There have been no randomized trials of treatment of PTLD. However, some recommendations may be made based on the WHO classification [62]. The clinical utility of the WHO classification system has been verified by at least 1 study [88]. Type I or early polyclonal lesions, which include reactive lymphoplasmacytic hyperplasia and infectious mononucleosis-like lesions, usually require no intervention and are self-limited, although reduction of immunosuppression may be considered. Type II polyclonal PTLD usually requires reduction of immunosuppression but has variable response. Type III monomorphic PTLD should be classified according to the WHO classification of lymphoma, and treatment includes reduction of immunosuppression and usually requires chemotherapy. Type IV HL and HL-like PTLD likewise require aggressive management, although there is some controversy in regard to classification of the latter. A recent retrospective report from Loma Linda University analyzed 5 cases of HL-like PTLD with respect to immunophenotype, EBV status, clonality, and clinical outcome [89]. Although HL-like PTLD was similar morphologically to classic HL PTLD, the immunophenotype, molecular genetics, and clinical course were more consistent with a monomorphic B-cell PTLD.

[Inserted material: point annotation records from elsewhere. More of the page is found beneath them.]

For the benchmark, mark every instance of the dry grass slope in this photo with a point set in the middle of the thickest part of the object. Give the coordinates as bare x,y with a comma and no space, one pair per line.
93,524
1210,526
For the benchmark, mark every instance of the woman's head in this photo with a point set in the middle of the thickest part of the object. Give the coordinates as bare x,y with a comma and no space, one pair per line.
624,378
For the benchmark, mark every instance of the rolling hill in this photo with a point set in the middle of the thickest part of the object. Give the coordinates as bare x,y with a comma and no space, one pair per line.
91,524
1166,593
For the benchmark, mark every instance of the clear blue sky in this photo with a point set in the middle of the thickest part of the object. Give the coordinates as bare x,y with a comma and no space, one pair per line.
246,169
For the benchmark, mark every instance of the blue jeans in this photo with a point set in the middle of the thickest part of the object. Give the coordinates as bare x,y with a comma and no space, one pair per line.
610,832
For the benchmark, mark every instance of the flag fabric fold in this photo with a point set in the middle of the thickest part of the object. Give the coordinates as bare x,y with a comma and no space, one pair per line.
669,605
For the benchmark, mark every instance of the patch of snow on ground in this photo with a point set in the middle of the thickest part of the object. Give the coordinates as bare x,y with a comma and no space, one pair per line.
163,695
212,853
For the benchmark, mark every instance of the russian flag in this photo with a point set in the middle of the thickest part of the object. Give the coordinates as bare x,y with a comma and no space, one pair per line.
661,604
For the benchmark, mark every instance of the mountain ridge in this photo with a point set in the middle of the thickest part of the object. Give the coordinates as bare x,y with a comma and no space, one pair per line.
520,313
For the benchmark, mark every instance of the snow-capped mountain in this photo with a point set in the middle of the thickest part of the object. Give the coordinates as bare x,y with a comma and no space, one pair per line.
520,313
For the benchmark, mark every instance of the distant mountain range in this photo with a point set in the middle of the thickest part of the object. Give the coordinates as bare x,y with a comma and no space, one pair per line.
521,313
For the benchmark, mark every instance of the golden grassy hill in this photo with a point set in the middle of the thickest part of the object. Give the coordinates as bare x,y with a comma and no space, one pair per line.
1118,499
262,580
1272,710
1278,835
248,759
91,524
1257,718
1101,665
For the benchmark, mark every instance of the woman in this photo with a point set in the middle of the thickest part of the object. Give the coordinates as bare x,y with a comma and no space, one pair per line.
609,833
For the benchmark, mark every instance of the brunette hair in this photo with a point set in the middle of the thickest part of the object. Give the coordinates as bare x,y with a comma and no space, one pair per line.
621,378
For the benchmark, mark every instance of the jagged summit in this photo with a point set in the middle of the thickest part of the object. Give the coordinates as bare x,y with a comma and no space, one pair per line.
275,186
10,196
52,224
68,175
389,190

The anti-CD20 antibody rituximab has been shown to be effective in PTLD [90, 91, 92, 93, 94, 95]. A multicenter phase II German study of 17 patients with solid-organ PTLD showed a 53% complete response rate using single agent rituximab with a mean duration of 17.8 months [93]. A retrospective study of solid-organ PTLD from the University of Pennsylvania found a 68% response rate in 22 patients treated with rituximab with a median duration not reached at 19 months [95]. In univariate analysis, EBV positivity predicted response. The authors concluded that PTLD patients requiring therapy beyond reduction of immunosuppression should be considered for rituximab, especially with EBV-positive disease, and chemotherapy should be reserved for those who fail rituximab, have EBV-negative tumors, or need a rapid response.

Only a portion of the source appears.